Sa plaidoirie a eu pour titre: «En faut-il vraiment peu pour être heureux ?»

«Madame la Ministre,

Monsieur Le Président,

Mesdames et Messieurs Membres du Jury,

Cher Auditoire.

Notre temps est imparti mais je ne vais pas pour autant me précipiter et démarrer sur les chapeaux de roue.

Vue la faible participation masculine, j’ai cru un instant que je me trouvais au concours de la magistrature.  En faut-il ainsi vraiment peu pour être heureux ? De prime abord je vais vous dire oui il en faut peu pour être heureux. Tout comme il en faut peut-être peu pour être malheureux ? Ou bien encore beaucoup pour être heureux ? Ou bien peut-être pour être malheureux ? 

Alors du coup je suis un peu comme vous, je crois que la question mérite réflexion et je vais essayer d’organiser au mieux ma pensée ; entendons-nous sachant que l’avoçat raconte des salades, je ne ferai pas exception mais je vais essayer de les assaisonner afin qu’elles soient comestibles ?

 En faut-il vraiment peu pour être heureux ? La première question que je me suis posée était : Où le Barreau puise-t-il donc sa source d’inspiration pour me proposer un sujet aussi philosophique et qui m’a creusé autant les méninges.

J’ai donc effectué quelques recherches et je suis in fine retombé en enfance.

Au beau milieu de la forêt, un petit homme pleurait dans son berceau

Recueilli et élevé par une meute intriguée, d’enfant il devint un louveteau.

Le temps passa et il singeait les primates en s’agrippant partout.

Il s’émancipera en rencontrant l’ours bien en chair Baloo.

Affrontant la vie et ses dangers permanents,

Il fait face à Sherkahn le tigre et K le serpent.

Mowgli part à l’aventure en quête d’apprentissage,

Avec son petit slip et son côté sauvage.

Je vois dans vos yeux que vous avez deviné la chose,

IL sera plus aisé de revenir en prose

Je parle bien sûr du Livre de la jungle.

Non non ! J’ai bien dit le livre de la jungle ! Pas l’annuaire du barreau

Il s’agit bien sûr du Livre de la Jungle de Rudyard Kupling.

Parlons de Baloo.

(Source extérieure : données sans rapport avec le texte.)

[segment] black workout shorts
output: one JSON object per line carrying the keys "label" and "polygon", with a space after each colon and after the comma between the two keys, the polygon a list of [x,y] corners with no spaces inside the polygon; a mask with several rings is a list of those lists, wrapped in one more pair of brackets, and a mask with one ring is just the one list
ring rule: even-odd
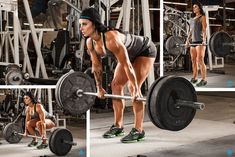
{"label": "black workout shorts", "polygon": [[[202,44],[203,41],[193,41],[191,44]],[[196,47],[196,45],[192,45],[191,47]]]}
{"label": "black workout shorts", "polygon": [[[150,57],[150,58],[156,58],[157,56],[157,48],[154,45],[154,43],[151,41],[149,42],[148,49],[142,51],[138,56],[144,56],[144,57]],[[138,57],[137,56],[137,57]]]}

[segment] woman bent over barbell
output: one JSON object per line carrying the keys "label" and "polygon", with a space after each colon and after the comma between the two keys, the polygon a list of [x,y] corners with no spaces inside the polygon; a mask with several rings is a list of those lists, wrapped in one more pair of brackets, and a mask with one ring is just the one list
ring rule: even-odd
{"label": "woman bent over barbell", "polygon": [[55,127],[55,123],[50,119],[52,116],[44,109],[41,103],[37,102],[31,92],[24,95],[24,103],[26,105],[25,133],[36,136],[35,128],[38,129],[42,137],[42,143],[37,146],[37,138],[28,144],[29,147],[37,146],[38,149],[47,148],[46,129]]}
{"label": "woman bent over barbell", "polygon": [[[101,23],[97,10],[87,8],[82,11],[80,30],[87,38],[87,48],[92,61],[99,98],[104,98],[106,91],[102,87],[102,57],[114,57],[117,66],[111,83],[112,94],[123,95],[125,84],[129,81],[129,91],[133,96],[134,127],[131,132],[121,139],[121,142],[137,142],[143,140],[144,104],[134,100],[142,96],[141,86],[153,67],[157,50],[153,42],[147,37],[124,34],[120,30],[108,28]],[[124,100],[113,99],[114,124],[103,134],[104,138],[124,135],[123,114]]]}
{"label": "woman bent over barbell", "polygon": [[196,86],[205,86],[206,81],[206,65],[204,63],[205,50],[206,50],[206,17],[202,9],[202,5],[199,2],[193,4],[192,19],[190,21],[190,32],[186,41],[186,47],[188,47],[190,40],[192,44],[199,44],[197,46],[190,47],[190,55],[192,61],[193,78],[192,83],[198,81],[198,66],[201,69],[201,81]]}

Il aime la nature, il s’émerveille, il chante, il détient une légèreté et un optimiste a tout épreuve. Il voit la vie Dupong du bon côté, et a une certaine une spontanéité et sincérité…. Peut-être presqu’égale à celles de  mes confrères. A chaque fois qu’il traverse la forêt il la redécouvre.  Voilà ce qu’est Baloo.

Face aux interrogations de Mowgli sur la manière dont la vie devrait être vécue, l’ours entame sa réponse avec une chanson que nous avons tous entendue: Il en faut peu pour être heureux vraiment très peu pour être heureux… Bon je ne suis pas là pour faire la danse de la pluie.

Ainsi, pour notre Baloo, la vie doit se résumer au nécessaire et le nécessaire tient en peu de choses, "un peu d'eau fraîche et de verdure/que nous prodigue la nature/quelques rayons de miel et de soleil."

Notre ours prône une doctrine immatérialise, notre existence doit être apurée de biens non essentiels que l’on peut rencontrer pour se recentrer sur le nécessaire et s’en contenter.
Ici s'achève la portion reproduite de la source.